Il Monte Ventasso è un vulcano spento?
Il Monte Ventasso è un vulcano spento? Sfatiamo un falso mito della geologia reggiana
La risposta breve è no, assolutamente no. Nonostante sia una voce che circola con sorprendente frequenza — sentita persino tra i banchi di scuola —, il Monte Ventasso (1.727 m s.l.m.) non ha mai eruttato una singola goccia di lava, né in tempi storici né in ere geologiche remote.
L'immagine catturata dalla webcam di Cerreto Laghi questa mattina alle 05:36 (26 agosto 2026) potrebbe trarre in inganno i più suggestionali: la silhouette del Ventasso stagliata contro il primo bagliore dell'alba, sormontata da una scia scura che sembra vapore o fumo vulcanico. In realtà si tratta semplicemente di una pittoresca nube cumuliforme modellata dai venti di crinale, illuminata dai primissimi raggi di sole sottostanti.

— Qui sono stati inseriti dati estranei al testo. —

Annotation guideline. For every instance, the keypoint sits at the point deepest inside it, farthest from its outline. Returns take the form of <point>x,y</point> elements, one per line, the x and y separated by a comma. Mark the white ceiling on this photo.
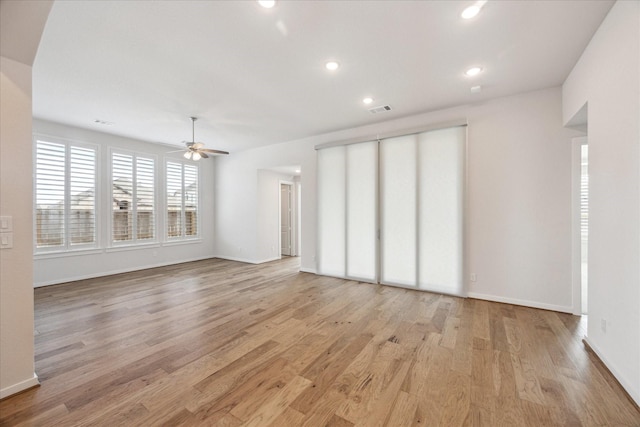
<point>256,76</point>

Come si è formato davvero il Monte Ventasso?
L'origine del Ventasso è interamente sedimentaria e tettonica, condivisa con la genesi della catena appenninica:
Scontro tra placche: decine di milioni di anni fa, la spinta della placca africana contro quella euroasiatica ha iniziato a sollevare i fondali dell'antico oceano della Tetide.

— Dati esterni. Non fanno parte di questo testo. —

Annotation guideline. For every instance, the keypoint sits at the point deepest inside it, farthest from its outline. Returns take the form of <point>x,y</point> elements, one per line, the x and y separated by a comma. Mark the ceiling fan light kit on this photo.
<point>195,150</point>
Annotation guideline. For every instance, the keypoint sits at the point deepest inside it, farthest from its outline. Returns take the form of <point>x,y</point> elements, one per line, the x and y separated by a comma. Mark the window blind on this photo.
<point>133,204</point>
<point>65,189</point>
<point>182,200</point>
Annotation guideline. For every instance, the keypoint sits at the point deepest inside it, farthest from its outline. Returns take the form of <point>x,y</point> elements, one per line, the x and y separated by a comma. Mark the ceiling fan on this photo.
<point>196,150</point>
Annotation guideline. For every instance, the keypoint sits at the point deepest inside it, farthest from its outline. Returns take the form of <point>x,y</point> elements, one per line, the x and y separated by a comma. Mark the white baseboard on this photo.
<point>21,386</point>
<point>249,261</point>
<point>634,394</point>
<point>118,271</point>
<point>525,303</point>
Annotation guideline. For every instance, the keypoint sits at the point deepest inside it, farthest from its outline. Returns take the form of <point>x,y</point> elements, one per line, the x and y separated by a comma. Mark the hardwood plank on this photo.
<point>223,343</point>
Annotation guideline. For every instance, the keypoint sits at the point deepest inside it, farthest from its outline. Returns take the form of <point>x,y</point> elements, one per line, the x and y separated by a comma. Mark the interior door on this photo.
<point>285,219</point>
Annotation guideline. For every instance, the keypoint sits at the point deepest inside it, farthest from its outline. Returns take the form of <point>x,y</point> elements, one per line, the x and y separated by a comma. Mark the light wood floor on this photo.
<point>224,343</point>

Flysch di Monte Ventasso: la montagna è costituita prevalentemente da rocce sedimentarie (arenarie, marne e argilliti) formatesi per stratificazione di sedimenti sottomarini.

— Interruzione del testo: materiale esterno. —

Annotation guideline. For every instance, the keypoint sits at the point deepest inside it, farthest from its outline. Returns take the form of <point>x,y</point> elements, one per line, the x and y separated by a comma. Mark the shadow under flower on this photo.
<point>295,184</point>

Modellamento glaciale: la caratteristica forma piramidale del Ventasso, con l'incantevole conca che oggi ospita il Lago Calamone, è stata scolpita dall'azione modellatrice dei ghiacciai durante le ultime glaciazioni del Quaternario, non da un cratere vulcanico!
Le uniche vere rocce magmatiche nel Reggiano: le Ofioliti
Se cercate tracce di attività vulcanica o magmatica nella nostra provincia, non dovete guardare alle grandi vette del crinale, ma a specifici affioramenti isolati: le Ofioliti (o "pietre verdi").
Antichi fondali oceanici: le ofioliti non sono vulcani terrestri, bensì porzioni di crosta oceanica e mantello terrestre (risalenti a oltre 150 milioni di anni fa) che sono state incorporate nelle catene montuose durante il sollevamento degli Appennini.
La Rupe di Campotrera: l'esempio più famoso e spettacolare in provincia di Reggio Emilia è la Rupe di Campotrera (Canossa), un massiccio blocco di basalti e roccia magmatica sottomarina che costituisce una vera e propria e propria rarità geologica e paesaggistica. Altri piccoli blocchi di serpentiniti e basalti ofiolitici si trovano sparsi in modo discontinuo lungo la fascia collinare e della media val d'Enza e Secchia.
Il Monte Ventasso resta quindi una delle montagne più affascinanti e rappresentative del nostro Appennino: un gigante sedimentario scolpito dal ghiaccio, non dal fuoco!